Après Cogent, Lumen est le second fournisseur Internet américain à annoncer la fin de ses opérations en Russie. Si cette décision va dans le sens des sanctions imposées par l’Occident, elle risque d’isoler un peu plus le peuple russe du reste du monde.

Un choix pour la « sécurité »

« Nous avons décidé de déconnecter le réseau en raison du risque accru de sécurité à l’intérieur de la Russie. Nous n’avons pas encore connu de perturbations du réseau, mais compte tenu de l’environnement de plus en plus incertain et du risque accru d’action de l’État, nous avons pris cette mesure pour assurer la sécurité de nos réseaux et de ceux de nos clients, ainsi que l’intégrité permanente de l’Internet mondial », déclare Lumen dans un communiqué pour expliquer sa décision.

Si la firme, contrairement à d’autres entreprises technologiques, ne justifie pas son choix par l’invasion illégale de l’Ukraine par la Russie, il est fort probable qu’elle ne craigne la nouvelle loi validée par le Kremlin faisant risquer quinze ans de prison à quiconque diffuserait de « fausses informations » sur la guerre.
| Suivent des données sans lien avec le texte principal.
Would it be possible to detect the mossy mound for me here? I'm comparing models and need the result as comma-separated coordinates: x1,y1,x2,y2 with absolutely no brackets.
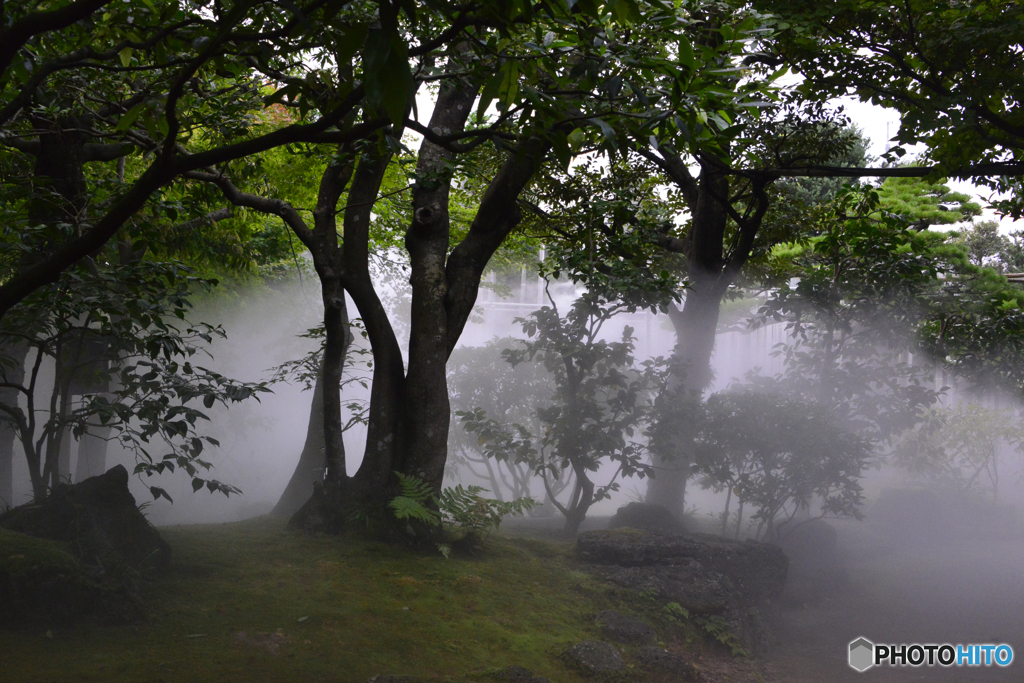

Lumen assure que ses services sont « extrêmement réduits et très limités » en Russie, mais la société compte tout de même parmi ses clients Rostelecom et TransTelekom, deux entreprises publiques de télécommunications. La fin des activités du service dans le pays devrait donc se faire ressentir par la population.

Des personnes se promènent sur la Place Rouge à Moscou.

Les Russes se retrouvent de plus en plus isolés du reste du monde. Photographie : Aurelien Romain / Unsplash

Les entreprises technologiques suivent les sanctions de l’Occident

La décision de Lumen n’est pas étonnante, alors que les gouvernements et les géants technologiques occidentaux prennent des mesures drastiques pour protester contre la guerre en Ukraine. Des mastodontes de la Silicon Valley comme Oracle, Intel, Airbnb, Microsoft ou encore AMD ont ainsi décidé de suspendre leurs activités en Russie. C’est également le cas d’Apple qui n’y vendra plus ses produits, ainsi que de Samsung qui a pris une décision similaire.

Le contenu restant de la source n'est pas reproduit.